THE BBC seems to have done little if anything to mark the hundredth birthday of one of the most eminent British singers of the first half of this century, the baritone Roy Henderson. This is a shame, given his recorded legacy, and the fact that he is still very much alive. Indeed, at a birthday celebration last Sunday afternoon, he remarked that he is the last surviving artist to have recorded by singing into a large horn, the pre-electric method, that became obsolete in 1925.

Recording techniques have, of course, developed startlingly since the early days, and BBC Radio 3's Settling the Score on Sunday, which traced this development, and "From Cylinders and 78s to CDs and the Internet", had fascinating observations to make. Now that all recorded takes are stored in a computer, rather than on tape, musicians are given extraordinary opportunities, and not just the possibility to edit out all the flaws in their playing.
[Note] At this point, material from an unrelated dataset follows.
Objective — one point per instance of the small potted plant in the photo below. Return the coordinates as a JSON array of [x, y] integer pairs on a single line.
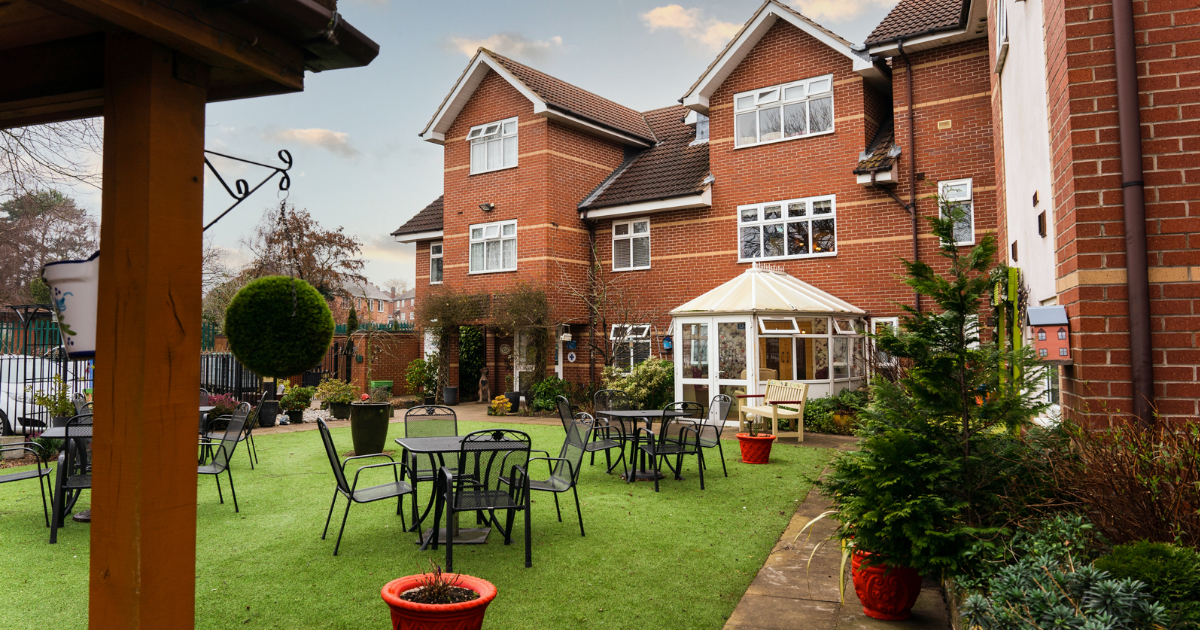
[[369, 421], [755, 448], [339, 394], [295, 401], [55, 401], [441, 600]]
It was Nicolai Demidenko who confessed that he likes to preside over early editing sessions because for him they mark a further stage in the interpretative process. Phrasings and juxtapositions of ideas which would never have occurred to him during the pressure of continuous performance can be achieved through editing. Creative feedback is possible, and the flexibility of the latest editing techniques can both suggest and encompass new interpretative ideas.

In a programme rich in information on broadcasting as well as recording, the accessibility of serious music across an increasingly wide social spectrum was touched upon, and also the revolution achieved through the transistor radio which made private listening possible as opposed to the previously customary family listening. This led to teenage-driven markets (those "trannies" in bedrooms), and so to the pop explosion. From the purely musical view, however, one of the most perceptive contributions to the programme came from pianist Susan Tomes who focused on one of the more questionable aspects of hi-fi recording. Fidelity to what, we may ask? She has found that the clarity of today's recording techniques are in danger of making her self-consciously aware of her own contribution to a chamber texture - this to the exclusion of listening and responding to her musical partners.

Further examination of the pros and cons of recording was to be heard next day in Radio 3's Opera in Action. Martin Handley examined live opera recordings to see whether the spontaneity and risk-taking involved outweighed the flawless but perhaps rather safe results of the studio. An emotionally extended, but by no means exhausted Birgit Nilsson in the "Liebestod" from a live Bayreuth performance certainly achieved an emotional intensity which studio recordings rarely attain to.

But the point is not quite that easily made. There were flaws here which, on repeated listening without the element of total theatre, could begin to pall, and there's much to be said for a studio's clear exposition of the musical text to which we can bring the theatre of our minds. Still further interesting comparisons were made, and it was fun to hear Callas fighting to sing in La Traviata while being unnecessarily and very audibly prompted.

All of which leaves little space to thank John Tusa for saying most eloquently in his Cheltenham Festival interval talks what all committed artists long to say to the politicians: Art does indeed matter. In fact, it is a matter of life and death.